Ante estos problemas los dirigentes gremialistas de esta “última hora”, salvo honrosas excepciones, parecen no preocuparse. De hecho, en la UC, parte importante de la directiva de la lista 1A simpatizaba con las luchas de grupos LGBTI –basta leer el programa de su postulante a la Consejería Superior al respecto–. Y en la UDI, aunque no se hagan parte de los proyectos del liberalismo progresista –con excepciones como el ex diputado y hoy ministro Jaime Bellolio–, no dudan en apoyar al “no-candidato-presidencial” Joaquín Lavín, quien es particularmente indiferente ante la discusión antropológica, y permitir el crecimiento de Evelyn Matthei, quien hoy ya suscribe parte del programa progresista. Aunque puedan ser buenos administradores –y en el caso de Matthei, tener valentía para defender lo que cree justo–, es necesario recordar que la Presidencia de la República es la encargada de dirigir los destinos de la Patria hacia el bien común y –lo que no es menos importante– un Presidente UDI debe no sólo respetar sino promover los principios de su partido. Y en ninguno de los nombres que la UDI ha levantado en los últimos años cumple dicho requisito sine qua non. En ese sentido, pareciera que la gran diferencia entre los “coroneles” y la ahora “ex disidencia” es simplemente política en el sentido de balances de poder.

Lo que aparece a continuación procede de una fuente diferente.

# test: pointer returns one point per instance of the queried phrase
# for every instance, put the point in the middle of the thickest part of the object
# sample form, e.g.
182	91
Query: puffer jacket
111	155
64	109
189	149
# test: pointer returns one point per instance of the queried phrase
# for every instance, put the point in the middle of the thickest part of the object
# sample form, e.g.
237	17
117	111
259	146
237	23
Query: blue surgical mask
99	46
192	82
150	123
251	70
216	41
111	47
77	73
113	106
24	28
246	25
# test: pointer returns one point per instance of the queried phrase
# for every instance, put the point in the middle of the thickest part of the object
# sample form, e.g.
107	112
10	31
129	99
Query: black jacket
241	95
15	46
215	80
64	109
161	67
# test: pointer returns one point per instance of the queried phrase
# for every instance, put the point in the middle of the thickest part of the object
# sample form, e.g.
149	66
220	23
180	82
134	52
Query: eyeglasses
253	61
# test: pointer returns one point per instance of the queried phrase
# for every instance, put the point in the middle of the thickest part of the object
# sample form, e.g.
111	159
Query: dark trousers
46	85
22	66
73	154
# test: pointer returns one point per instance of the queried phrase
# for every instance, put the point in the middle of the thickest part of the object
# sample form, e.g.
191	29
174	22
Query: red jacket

Como decía, el problema es bastante profundo. Requirió una renovación del pensamiento gremialista, que debió darse cuando estas luchas se encontraban recién en fase embrionaria –justamente la última edición del Folleto Naranja es de esa época, donde se hizo la importante contribución de incorporar el principio de solidaridad–. Por supuesto, la lucha por la despolitización de las sociedades intermedias está más vigente que nunca –si el lector quiere ver los extremos a los que se puede llegar, aunque no se lo recomiendo, puede ir a un pleno de la Confech–. Sin embargo, si nos preocupamos sólo de la despolitización y no del contenido que dicha politización ha adquirido en el último tiempo, la mitad del trabajo no está hecho y todo el esfuerzo puede ser infructuoso. Y pareciera que sólo en el Partido Republicano –fundado por gremialistas desencantados de la UDI– y los sectores socialcristianos de RN –que derivan de quienes desilusionados del gremialismo universitario fundaron el movimiento Solidaridad–, entre otros grupos, se han dado cuenta del problema. Si bien estamos con bastante retraso, para enmendar la “cojera” en que se encuentra el “proyecto guzmaniano” (su incapacidad de dar la batalla antropológica que hoy enfrentamos), el Gremialismo puede y debe renovarse –si no quiere desaparecer o pasar a la irrelevancia–, pero volviendo a los orígenes, a los principios fundacionales –sin los cuales sería sólo una propuesta liberal más–: una comunidad de ideas que bajo un substrato cristiano que informe la lucha por la despolitización de las sociedades intermedias, defienda su autonomía y promueva la aplicación del principio de subsidiariedad como base de un orden social libre y justo. Es un buen propósito para el año 2021.